Beyond the News-Cap, however, I finally finished The Great Shark Hunt, the first anthology of essays by Hunter S. Thompson. I wrote about Thompson almost two years ago, breaking down his appeal to a combination of brilliant word-selection, a deeply nuanced understanding of the 60s and 70s, and a gleeful dishonesty.
More than 400 pages later, I still think no one picks words the way Thompson does, and I still think he really understood the cultural undercurrents of his time. But unlike two years ago, I no longer see his approach to the 60s as some kind of rah-rah, “We changed things forever” attitude. Thompson respected the intentions of the 60s’ counter-culture movements, but he’s also very aware that while the hippies didn’t exactly fail, they also didn’t really succeed, and within a decade, many aspects of American society had gotten much, much worse.
As to whether or not Thompson was a dishonest writer, and whether he took joy in that intentional dishonesty, I’m not so sure. Thompson’s Watergate writing is an especially tough nut to crack.
Nothing Thompson writes about Nixon and his cronies screams outright lie. But in this modern age of public relations, where so many layers of protection exist between the media and the people they write about that only the most white-washed versions ever reach print, it’s hard to believe a reporter — and especially one so openly hostile to his subject matter — could ever have been given such an intimate glimpse of the real people in power.
Thompson’s political writing — and the majority of his writing, one way or another, is political — seems like an honest look at the political realities of his age. But it’s so honest, and so “raw” in its honesty, that as a survival mechanism the reader’s brain refuses to take it seriously.
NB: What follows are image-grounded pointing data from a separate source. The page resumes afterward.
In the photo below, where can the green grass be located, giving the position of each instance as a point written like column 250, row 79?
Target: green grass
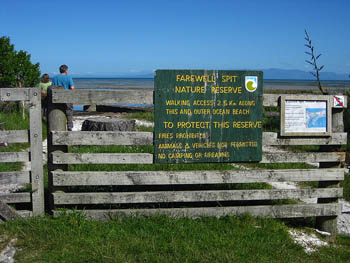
column 72, row 238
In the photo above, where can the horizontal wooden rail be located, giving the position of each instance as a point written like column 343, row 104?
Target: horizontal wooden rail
column 61, row 178
column 12, row 157
column 147, row 158
column 146, row 138
column 308, row 157
column 193, row 196
column 102, row 158
column 272, row 211
column 15, row 94
column 21, row 177
column 19, row 136
column 15, row 198
column 271, row 138
column 103, row 97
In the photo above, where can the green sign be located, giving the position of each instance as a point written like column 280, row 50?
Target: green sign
column 208, row 116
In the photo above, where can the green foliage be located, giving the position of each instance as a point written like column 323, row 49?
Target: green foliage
column 72, row 238
column 346, row 186
column 346, row 119
column 16, row 66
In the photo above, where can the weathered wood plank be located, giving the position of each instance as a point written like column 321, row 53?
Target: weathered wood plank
column 14, row 94
column 13, row 198
column 61, row 178
column 271, row 138
column 36, row 153
column 272, row 100
column 102, row 158
column 20, row 136
column 192, row 196
column 14, row 157
column 309, row 157
column 146, row 158
column 102, row 97
column 274, row 211
column 20, row 177
column 102, row 138
column 7, row 212
column 146, row 138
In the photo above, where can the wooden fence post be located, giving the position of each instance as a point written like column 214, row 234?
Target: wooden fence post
column 56, row 121
column 36, row 152
column 329, row 223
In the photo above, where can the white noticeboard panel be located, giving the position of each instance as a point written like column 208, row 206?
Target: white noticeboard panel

At the end of one his final essays in the collection, Thompson quotes Muhammad Ali: “My way of joking is to tell the truth. That’s the funniest joke in the world.” Thompson goes on to claim those two sentences as the best explanation of “Gonzo journalism,” that reporting style that Thompson invented and no one has ever successfully replicated.
But a joke is not meant to be taken seriously. Jokes — and it’s pretty clear Thompson loved jokes — are fictions, and writing the truth in a way that makes it appear fictitious might count as dishonesty.
Or maybe not. I don’t really know. I just know I enjoyed the hell out of The Great Shark Hunt.